Your Right to Know Everything
According to the Serbian Law on Public Service Broadcasting adopted in 2014, the public interest is to be equally served by two public service broadcasters, Radio Television of Serbia (RTS) with two nation wide channels (RTS 1 and RTS 2) and Radio Television of Vojvodina (RTV) covering the northern province of Vojvodina with two channels as well (RTV1 and RTV2).
Their revenues are generated from subscription fees, state budget, as well as commercials. Previously the channels were funded by subscription fees paid by Serbian citizens through their electricity bills. As increasing numbers of citizens refused to pay them, the public broadcasters were faced with declining revenues. After the Serbian Progressive Party came to power in 2012, revenues declined further when the Deputy Prime Minister at the time, Aleksandar Vucic, who is now the Serbian president, vowed that the state would step in and fund the channels instead. However, this caused fears in many quarters (including the EU) that the channels might then become vulnerable to political pressure. Consequently, after having been fully subsidised from the state budget in 2014 and 2015, a new subscription tax (150 RSD or around 1.1 euro per month) was re-introduced in January 2016 in addition to state funding.
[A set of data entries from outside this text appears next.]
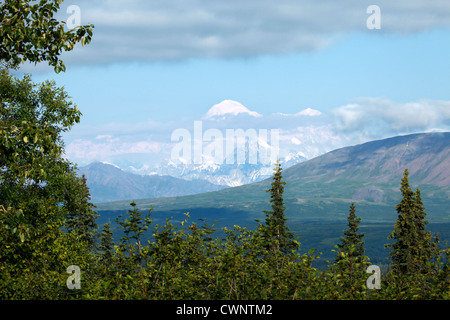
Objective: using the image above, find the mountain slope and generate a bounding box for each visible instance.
[281,131,450,201]
[78,162,227,203]
[284,132,449,186]
[96,132,450,223]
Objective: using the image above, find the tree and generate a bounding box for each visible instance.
[335,203,365,263]
[98,222,114,266]
[0,70,80,179]
[115,202,153,264]
[64,174,99,250]
[0,0,94,72]
[0,68,89,222]
[412,187,439,273]
[387,169,418,275]
[386,169,437,275]
[0,70,97,297]
[0,0,99,298]
[261,160,296,252]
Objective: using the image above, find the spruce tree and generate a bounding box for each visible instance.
[413,187,438,273]
[387,169,417,274]
[386,169,436,275]
[262,160,296,252]
[336,203,365,263]
[64,175,99,250]
[98,222,115,266]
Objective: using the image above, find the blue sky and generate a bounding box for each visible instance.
[16,1,450,168]
[31,29,450,124]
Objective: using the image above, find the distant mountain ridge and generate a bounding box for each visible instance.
[81,100,336,188]
[77,162,227,203]
[281,131,450,200]
[153,150,307,187]
[96,132,450,224]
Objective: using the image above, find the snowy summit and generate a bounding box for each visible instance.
[204,100,262,119]
[296,108,322,116]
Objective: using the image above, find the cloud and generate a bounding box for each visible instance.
[332,97,450,139]
[43,0,450,68]
[65,137,166,163]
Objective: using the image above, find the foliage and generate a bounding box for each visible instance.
[3,154,449,300]
[0,0,94,72]
[1,195,449,299]
[0,70,97,299]
[0,3,448,299]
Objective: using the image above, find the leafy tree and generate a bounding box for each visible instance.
[0,0,94,72]
[0,70,96,298]
[335,203,365,263]
[0,0,102,299]
[0,69,93,226]
[0,69,80,180]
[261,160,296,252]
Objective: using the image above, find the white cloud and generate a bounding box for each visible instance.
[65,137,168,165]
[332,97,450,139]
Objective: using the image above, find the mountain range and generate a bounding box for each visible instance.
[77,162,227,203]
[70,99,343,188]
[78,151,307,203]
[96,132,450,225]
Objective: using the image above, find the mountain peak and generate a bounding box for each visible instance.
[204,100,262,119]
[297,108,322,116]
[275,107,323,117]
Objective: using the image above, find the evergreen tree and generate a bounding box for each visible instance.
[116,201,153,263]
[64,174,99,250]
[335,203,365,263]
[387,169,417,274]
[262,160,296,252]
[413,187,439,273]
[386,169,436,275]
[98,222,115,266]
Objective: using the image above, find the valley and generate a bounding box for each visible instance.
[93,132,450,268]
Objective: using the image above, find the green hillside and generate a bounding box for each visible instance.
[95,132,450,267]
[96,132,450,224]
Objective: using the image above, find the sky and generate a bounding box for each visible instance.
[15,0,450,169]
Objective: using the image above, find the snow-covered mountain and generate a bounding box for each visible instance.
[204,100,262,120]
[114,100,339,186]
[123,150,307,187]
[70,100,345,188]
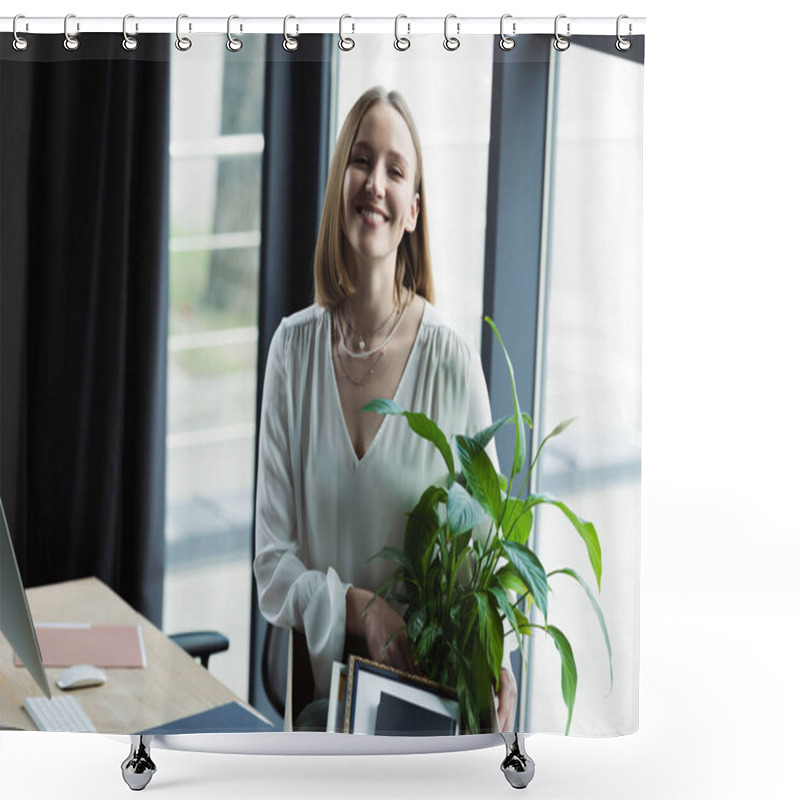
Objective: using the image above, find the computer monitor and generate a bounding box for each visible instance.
[0,498,51,698]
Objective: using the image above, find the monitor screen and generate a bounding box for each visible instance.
[0,499,51,699]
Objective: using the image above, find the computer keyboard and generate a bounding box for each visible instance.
[23,695,98,732]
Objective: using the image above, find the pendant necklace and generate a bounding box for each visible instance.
[341,301,399,353]
[336,291,411,359]
[335,345,385,387]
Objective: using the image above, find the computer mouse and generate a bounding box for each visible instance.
[56,664,107,690]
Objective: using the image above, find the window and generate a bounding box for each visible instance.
[524,44,643,732]
[164,38,266,698]
[334,36,494,350]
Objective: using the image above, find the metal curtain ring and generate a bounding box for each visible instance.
[122,14,138,51]
[63,13,80,51]
[553,14,570,51]
[394,15,410,51]
[616,15,632,51]
[338,15,355,51]
[443,14,460,51]
[499,14,515,51]
[175,14,192,51]
[12,14,29,51]
[283,15,299,51]
[227,15,243,52]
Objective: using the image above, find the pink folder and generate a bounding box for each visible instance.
[14,624,146,668]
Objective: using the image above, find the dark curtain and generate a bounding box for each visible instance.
[0,34,170,626]
[248,35,332,712]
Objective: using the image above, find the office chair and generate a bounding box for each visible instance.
[169,631,230,669]
[260,622,314,723]
[260,624,369,724]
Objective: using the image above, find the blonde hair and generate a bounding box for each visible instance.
[314,86,434,307]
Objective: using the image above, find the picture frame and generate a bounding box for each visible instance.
[342,656,461,736]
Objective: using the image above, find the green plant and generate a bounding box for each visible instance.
[363,317,612,734]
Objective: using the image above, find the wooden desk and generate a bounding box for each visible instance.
[0,577,249,732]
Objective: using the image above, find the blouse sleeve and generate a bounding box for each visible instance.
[252,320,347,696]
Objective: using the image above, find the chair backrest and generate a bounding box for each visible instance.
[260,623,314,723]
[260,625,371,725]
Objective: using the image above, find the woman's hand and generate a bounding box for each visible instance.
[346,587,415,673]
[496,667,518,731]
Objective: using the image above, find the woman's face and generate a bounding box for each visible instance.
[341,102,420,272]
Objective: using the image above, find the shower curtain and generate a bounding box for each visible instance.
[0,19,643,739]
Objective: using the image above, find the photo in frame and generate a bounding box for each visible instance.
[342,656,462,737]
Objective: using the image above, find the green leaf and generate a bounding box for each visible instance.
[528,493,602,590]
[534,624,577,735]
[549,568,613,691]
[475,592,505,684]
[522,412,534,430]
[369,575,402,607]
[500,496,534,545]
[363,398,455,480]
[368,546,412,572]
[458,670,480,735]
[501,541,549,619]
[496,563,528,596]
[471,635,495,727]
[416,624,441,661]
[405,486,447,583]
[513,606,532,635]
[489,585,525,651]
[485,317,526,482]
[455,435,502,521]
[489,585,517,629]
[407,608,425,641]
[446,482,489,536]
[361,397,405,415]
[472,414,514,450]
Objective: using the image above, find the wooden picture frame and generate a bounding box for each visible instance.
[342,656,461,736]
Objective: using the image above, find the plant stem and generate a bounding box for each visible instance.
[513,591,531,609]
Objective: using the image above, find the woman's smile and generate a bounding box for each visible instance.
[357,203,391,226]
[342,101,420,269]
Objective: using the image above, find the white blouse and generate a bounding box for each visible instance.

People who refuse to pay now risk to becoming subject to legal prosecution.
The public service broadcasters are also entitled to have commercial breaks lasting six minutes per hour combined, which is half the time permitted to commercial channels. All of this has helped to stabilize the public broadcasting services financially, but it is considered far from being enough to enable them to produce good quality documentary and investigative news programs.
The still young public broadcasting services in Serbia, having only been transformed from state television services in 2006, are obliged to serve the public interest. However, research from 2017 by the Novi Sad School of Journalism suggests that they primarily reflect the interests of the political elite in their selection of topics, while controversial views are avoided and critical voices are not adequately presented.
RTS1 is appreciated for its production of domestic drama and TV series, which is the most popular program genre among Serbian audiences, but has also been competing with commercial Pink TV for better ratings for years by producing reality shows and low quality entertainment programs. According to the latest data by IPSOS, RTS1 remains the most popular TV channel in the country with 19.47 per cent of viewership, while Pink TV comes second. In addition, RTS 2 is much more devoted to fulfilling the role of a public service broadcaster by hosting children's, educational, cultural and religion programs.